“Are the airlines going to lose a lot of money? Probably,” said Scott Hamilton, industry analyst and chief executive officer of The Leeham Company. “But it’s still too early in my view to seriously suggest that a bailout would be warranted.”
Hamilton noted that the September 11, 2001 attacks resulted in an extended flight ban, major security changes at airports and continued fears of terrorism. In addition, there were “a number of weak airlines” that failed to qualify for government loans.
“You really didn’t have that today,” Hamilton said. “They had an industry consolidation. They had fusions. They had airlines that went out of business. And you didn’t shut down the industry.”
Because of this closure, “there was a lot of despair after 9/11,” he said. “Airlines started pricing just to generate cash, and to some extent it didn’t matter what kind of losses they took as long as they could generate some cash.” Today, that “sense of desperation” no longer exists .
Bob Mann, another industry analyst, agreed that airlines are financially stronger than they were around 9/11 or during the financial crisis.
“The industry structure and the companies The individual balance sheets are in far better shape,” he said. “Even the worst balance sheets are better than the average balance sheets from 2008 and 2001.”
Several analysts also said low fuel prices could act as a buffer.
“I think what might not be fully understood is the extent to which the dramatic cuts in fuel prices are a significant buffer,” Mann said. “They have tremendous savings, some of which will offset lost revenue associated with business travel demand.”
In fact, that’s another key difference between now and after 9/11, when fuel prices skyrocketed.

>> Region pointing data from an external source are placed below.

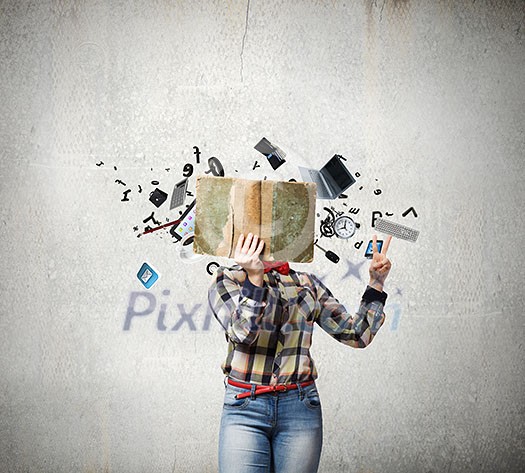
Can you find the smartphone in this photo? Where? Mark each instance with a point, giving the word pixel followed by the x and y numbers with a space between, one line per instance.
pixel 187 223
pixel 370 248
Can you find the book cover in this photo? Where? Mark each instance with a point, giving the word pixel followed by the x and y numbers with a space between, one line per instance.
pixel 281 213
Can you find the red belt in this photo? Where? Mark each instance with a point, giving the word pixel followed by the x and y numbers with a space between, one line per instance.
pixel 263 389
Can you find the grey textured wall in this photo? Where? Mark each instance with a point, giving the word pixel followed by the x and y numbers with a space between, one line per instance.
pixel 426 100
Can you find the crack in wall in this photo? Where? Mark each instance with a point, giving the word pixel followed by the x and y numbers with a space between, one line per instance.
pixel 244 37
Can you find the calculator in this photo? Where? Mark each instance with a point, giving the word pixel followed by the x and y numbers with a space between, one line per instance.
pixel 186 224
pixel 179 194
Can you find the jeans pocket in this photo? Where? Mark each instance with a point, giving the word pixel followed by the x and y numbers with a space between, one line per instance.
pixel 311 399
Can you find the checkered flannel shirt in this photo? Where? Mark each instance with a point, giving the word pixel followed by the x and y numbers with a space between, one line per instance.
pixel 269 329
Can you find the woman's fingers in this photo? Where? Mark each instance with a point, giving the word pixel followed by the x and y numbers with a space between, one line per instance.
pixel 247 243
pixel 240 241
pixel 259 248
pixel 254 244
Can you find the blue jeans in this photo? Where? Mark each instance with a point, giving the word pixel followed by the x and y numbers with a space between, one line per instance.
pixel 279 432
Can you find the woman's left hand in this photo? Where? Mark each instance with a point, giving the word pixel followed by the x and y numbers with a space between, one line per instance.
pixel 380 265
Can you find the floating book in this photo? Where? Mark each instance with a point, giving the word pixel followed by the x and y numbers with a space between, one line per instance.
pixel 281 213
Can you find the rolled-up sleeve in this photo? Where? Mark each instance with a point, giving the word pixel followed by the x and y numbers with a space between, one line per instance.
pixel 238 307
pixel 356 330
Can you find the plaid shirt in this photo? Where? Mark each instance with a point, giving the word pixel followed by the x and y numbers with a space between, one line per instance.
pixel 269 329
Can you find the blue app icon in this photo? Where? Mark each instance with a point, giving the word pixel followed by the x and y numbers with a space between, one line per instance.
pixel 147 275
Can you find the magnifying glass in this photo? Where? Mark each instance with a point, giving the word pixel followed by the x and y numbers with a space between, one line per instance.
pixel 186 250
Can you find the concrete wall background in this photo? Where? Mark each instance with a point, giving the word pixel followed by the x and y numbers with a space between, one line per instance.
pixel 426 97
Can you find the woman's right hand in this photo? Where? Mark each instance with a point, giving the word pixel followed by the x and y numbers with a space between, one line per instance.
pixel 247 254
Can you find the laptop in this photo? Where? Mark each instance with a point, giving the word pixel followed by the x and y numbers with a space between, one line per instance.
pixel 332 180
pixel 179 194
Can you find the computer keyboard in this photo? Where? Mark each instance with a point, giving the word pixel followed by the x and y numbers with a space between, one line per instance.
pixel 397 230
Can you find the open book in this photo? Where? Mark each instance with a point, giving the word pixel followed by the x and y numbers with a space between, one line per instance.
pixel 281 213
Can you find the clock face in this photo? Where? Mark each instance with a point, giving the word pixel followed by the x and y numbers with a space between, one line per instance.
pixel 344 227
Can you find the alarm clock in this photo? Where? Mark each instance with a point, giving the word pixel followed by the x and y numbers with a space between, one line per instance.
pixel 345 227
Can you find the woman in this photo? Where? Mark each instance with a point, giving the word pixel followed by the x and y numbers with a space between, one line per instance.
pixel 272 418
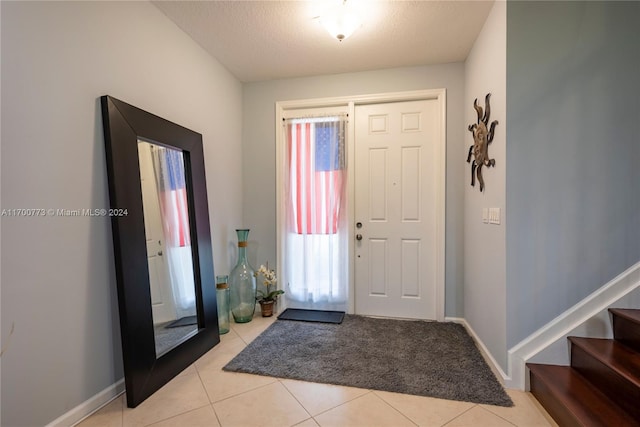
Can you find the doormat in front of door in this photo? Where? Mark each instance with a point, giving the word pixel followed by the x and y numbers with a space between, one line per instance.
pixel 403 356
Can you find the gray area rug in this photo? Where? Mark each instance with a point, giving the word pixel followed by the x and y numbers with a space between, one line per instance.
pixel 412 357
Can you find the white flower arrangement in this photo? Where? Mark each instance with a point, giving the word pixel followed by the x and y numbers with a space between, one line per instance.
pixel 270 279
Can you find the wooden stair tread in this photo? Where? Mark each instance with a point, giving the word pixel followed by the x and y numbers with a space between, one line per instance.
pixel 617 356
pixel 628 313
pixel 587 405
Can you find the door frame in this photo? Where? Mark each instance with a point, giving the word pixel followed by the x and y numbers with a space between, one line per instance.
pixel 286 109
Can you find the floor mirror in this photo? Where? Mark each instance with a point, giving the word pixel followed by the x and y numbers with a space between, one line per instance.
pixel 162 245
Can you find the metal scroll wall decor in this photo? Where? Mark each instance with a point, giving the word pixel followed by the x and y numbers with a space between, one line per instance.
pixel 482 137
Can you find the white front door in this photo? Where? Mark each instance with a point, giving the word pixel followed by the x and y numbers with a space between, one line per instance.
pixel 396 145
pixel 162 304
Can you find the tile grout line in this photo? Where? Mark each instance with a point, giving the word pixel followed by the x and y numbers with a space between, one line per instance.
pixel 296 399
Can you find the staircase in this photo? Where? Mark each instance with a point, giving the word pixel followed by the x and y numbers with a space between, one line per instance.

In fact, Southwest Airlines was regularly cited at the time as being better positioned to weather the industry slump because it had a reasonably priced, long-term fuel insurance contract. (Of course, airlines with higher-priced fuel hedges will suffer.)
Airlines have also taken what Mann called “prudent” steps to reduce capacity as demand falls. Major US airlines have reduced their capacities at home and abroad by 20 to 25 percent in some cases.

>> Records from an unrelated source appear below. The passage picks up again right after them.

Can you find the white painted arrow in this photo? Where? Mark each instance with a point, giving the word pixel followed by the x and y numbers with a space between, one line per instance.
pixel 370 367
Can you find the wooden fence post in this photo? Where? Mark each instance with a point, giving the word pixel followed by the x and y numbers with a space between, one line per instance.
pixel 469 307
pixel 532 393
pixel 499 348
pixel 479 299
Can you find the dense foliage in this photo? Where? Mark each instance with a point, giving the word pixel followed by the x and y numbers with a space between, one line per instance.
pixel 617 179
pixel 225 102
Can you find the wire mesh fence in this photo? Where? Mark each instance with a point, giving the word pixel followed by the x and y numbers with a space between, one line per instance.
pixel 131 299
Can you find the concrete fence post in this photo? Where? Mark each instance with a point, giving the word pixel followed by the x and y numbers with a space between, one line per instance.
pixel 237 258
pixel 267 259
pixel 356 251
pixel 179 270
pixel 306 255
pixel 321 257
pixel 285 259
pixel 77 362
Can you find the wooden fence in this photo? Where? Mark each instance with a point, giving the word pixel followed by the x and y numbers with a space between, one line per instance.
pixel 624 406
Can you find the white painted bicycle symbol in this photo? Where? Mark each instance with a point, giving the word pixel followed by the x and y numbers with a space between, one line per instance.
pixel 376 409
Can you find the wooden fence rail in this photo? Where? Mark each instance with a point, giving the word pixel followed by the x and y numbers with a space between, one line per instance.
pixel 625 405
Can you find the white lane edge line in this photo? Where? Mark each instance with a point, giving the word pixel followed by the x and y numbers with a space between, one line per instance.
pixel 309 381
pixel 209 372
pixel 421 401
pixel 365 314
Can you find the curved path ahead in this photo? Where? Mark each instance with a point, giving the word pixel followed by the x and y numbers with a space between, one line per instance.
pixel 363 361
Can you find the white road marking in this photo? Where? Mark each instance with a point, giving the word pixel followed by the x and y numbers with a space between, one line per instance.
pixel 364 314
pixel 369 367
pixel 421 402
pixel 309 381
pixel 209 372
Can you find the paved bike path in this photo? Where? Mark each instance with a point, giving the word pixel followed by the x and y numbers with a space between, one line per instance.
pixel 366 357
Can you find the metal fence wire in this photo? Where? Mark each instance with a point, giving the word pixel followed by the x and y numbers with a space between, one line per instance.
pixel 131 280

There is also little interest on Capitol Hill in large-scale financial aid for industry.
“Last time I checked they were very profitable so I assume they have some sizeable cash reserves so I would say it’s premature to think about saving an industry,” said Rep. Peter DeFazio ( D-Ore.). Chairman of the House Transportation Committee, told reporters.

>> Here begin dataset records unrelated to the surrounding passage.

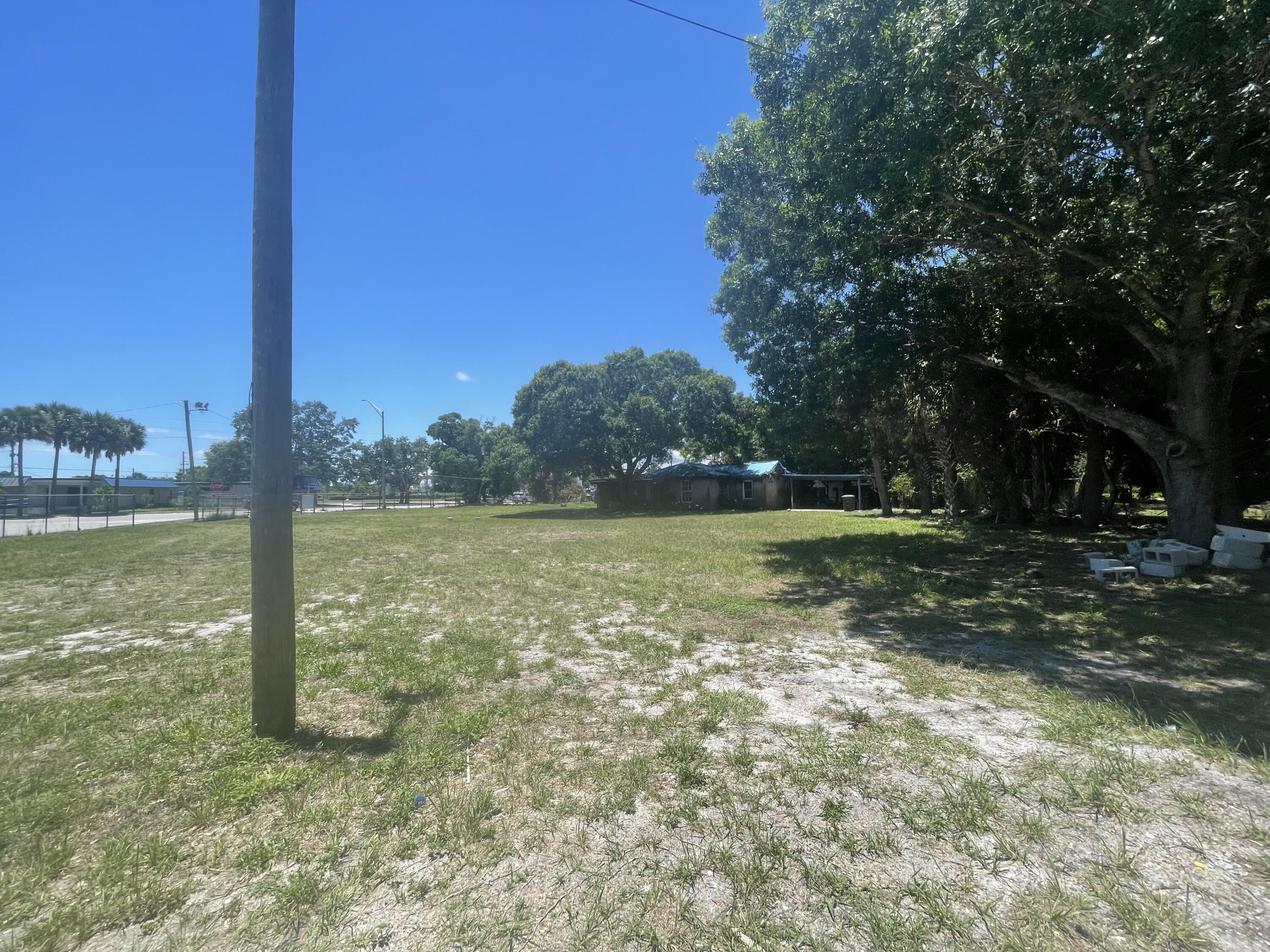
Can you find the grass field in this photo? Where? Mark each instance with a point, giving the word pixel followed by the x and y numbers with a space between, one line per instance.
pixel 727 732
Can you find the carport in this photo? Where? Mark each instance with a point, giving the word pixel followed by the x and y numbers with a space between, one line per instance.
pixel 823 490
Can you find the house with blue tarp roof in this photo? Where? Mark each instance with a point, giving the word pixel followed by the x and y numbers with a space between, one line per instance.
pixel 755 485
pixel 765 484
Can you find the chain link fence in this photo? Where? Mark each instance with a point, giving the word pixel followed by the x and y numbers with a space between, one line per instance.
pixel 36 515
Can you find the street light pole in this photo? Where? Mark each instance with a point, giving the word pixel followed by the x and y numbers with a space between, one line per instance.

His Republican counterpart, Rep. Sam Graves (Mo.), was also skeptical, saying he doesn’t think “it has to be a bailout.” But they will definitely get hit, that’s for sure.”
Graves said he may be more interested in tax breaks for the industry than “direct money” for airlines.
It is also unlikely that there would be any significant public support for a bailout.
“There’s not a lot of public love for airlines,” said travel industry analyst Henry Harteveldt. “Airlines haven’t done much to present themselves as warm and fluffy companies. So there won’t be much consumer support for some sort of airline bailout.”
Doug Palmer contributed to this report.